Sen. John McCain, R-Arizona, was irate this Sunday in declaring that the CIA lied to him and to Congress about a retired FBI agent, Robert Levinson, being held in Iran. However, unlike demands for the jailing of whistleblowers like Edward Snowden for revealing government abuses, McCain notably did not even suggest prosecuting CIA officials who allegedly consistently and repeatedly lied to Congress. No, he suggests that the latest example of false statements to Congress might require a reexamination of congressional oversight. Now that must be chilling for people who could be charged with federal crimes ranging from perjury to obstruction to false statements to federal officers.
I previously wrote a column how our country seems to have developed separate rules for the ruling elite and the rest of us. There is no better example than the lack of response of the Senate to the admitted perjury of Director of National Intelligence James Clapper before Congress. While the Justice Department has prosecuted people for the smallest departure from the truth, including testimony before Congress, no one in the Senate is calling for an investigation, let alone a prosecution, of Clapper. For his part, Attorney General Eric Holder is continuing his political approach to enforcing the law and declining to even acknowledge the admitted perjury of Clapper. Now, in a truly bizarre moment, Clapper has written a letter of apology like an errant schoolboy to excuse his commission of a felony crime . . . and it appears to have been accepted. What is curious is that we do not have letters from senators like Dianne Feinstein apologizing to doing nothing when they were all aware that Clapper was lying in his public testimony. Welcome to America’s Animal Farm.

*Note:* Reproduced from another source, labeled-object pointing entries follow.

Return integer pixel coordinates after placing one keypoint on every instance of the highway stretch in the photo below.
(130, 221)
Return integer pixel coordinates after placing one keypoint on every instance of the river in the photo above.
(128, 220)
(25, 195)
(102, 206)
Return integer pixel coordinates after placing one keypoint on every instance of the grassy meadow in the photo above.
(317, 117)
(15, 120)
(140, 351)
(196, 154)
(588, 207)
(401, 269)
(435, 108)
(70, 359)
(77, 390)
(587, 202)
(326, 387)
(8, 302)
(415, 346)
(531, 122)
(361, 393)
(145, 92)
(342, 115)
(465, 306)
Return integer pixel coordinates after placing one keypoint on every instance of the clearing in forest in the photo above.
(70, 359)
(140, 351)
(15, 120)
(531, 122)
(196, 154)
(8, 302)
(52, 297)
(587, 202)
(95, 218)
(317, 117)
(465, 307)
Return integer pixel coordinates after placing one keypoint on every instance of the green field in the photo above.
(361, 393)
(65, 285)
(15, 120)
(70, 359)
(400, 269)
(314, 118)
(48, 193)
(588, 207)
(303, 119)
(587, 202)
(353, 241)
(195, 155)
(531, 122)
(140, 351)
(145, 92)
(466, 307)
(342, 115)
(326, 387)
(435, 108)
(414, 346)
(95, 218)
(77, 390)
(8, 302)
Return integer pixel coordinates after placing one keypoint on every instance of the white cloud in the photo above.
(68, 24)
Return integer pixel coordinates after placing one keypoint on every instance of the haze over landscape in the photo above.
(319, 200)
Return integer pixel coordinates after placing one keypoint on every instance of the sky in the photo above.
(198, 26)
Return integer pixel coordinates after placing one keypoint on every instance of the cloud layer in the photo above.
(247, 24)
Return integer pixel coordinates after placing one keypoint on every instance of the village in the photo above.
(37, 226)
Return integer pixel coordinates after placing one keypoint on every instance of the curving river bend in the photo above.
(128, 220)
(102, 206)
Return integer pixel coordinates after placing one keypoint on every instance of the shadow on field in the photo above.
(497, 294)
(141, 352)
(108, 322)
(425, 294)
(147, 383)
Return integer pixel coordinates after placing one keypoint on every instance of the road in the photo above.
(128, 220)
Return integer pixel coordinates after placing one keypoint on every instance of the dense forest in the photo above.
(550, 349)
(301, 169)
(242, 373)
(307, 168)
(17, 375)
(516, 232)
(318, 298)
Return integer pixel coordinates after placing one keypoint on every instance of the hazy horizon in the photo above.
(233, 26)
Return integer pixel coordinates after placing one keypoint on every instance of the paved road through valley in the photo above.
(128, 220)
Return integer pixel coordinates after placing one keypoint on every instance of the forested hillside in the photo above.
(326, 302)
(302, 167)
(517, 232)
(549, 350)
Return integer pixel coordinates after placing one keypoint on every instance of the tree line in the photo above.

The greatest irony is that McCain’s outrage is anything should embolden security officials who can rest assured that even if they lie to Congress, the most that they will face is a threat of more oversight by an institution with a laughable record of oversight.
News reports suggest that Levinson may have been on an assignment for the CIA after the government denied such allegations for years. Levinson disappeared in Iran in March 2007 — purportedly on a business trip. The Associated Press has reported that he was a CIA operative. Yet, Sen. John McCain, R-Arizona, who sits on the Senate Committee on Foreign Relations, says that the CIA officials may have looked him in the eye and lied. He told CNN “If that’s true, then you put this on top of things that our intelligence committees didn’t know about other activities, which have been revealed by (NSA leaker Edward) Snowden — maybe it means that we should be examining the oversight role of Congress over our different intelligence agencies.” Wow, senators are now citing Snowden’s revelations as a source while demanding that he be hunted down and jailed. However, if CIA officials lied, they could look forward to the Clapper treatment: a choreographed hearing and appointment to a federal commission to review their own conduct.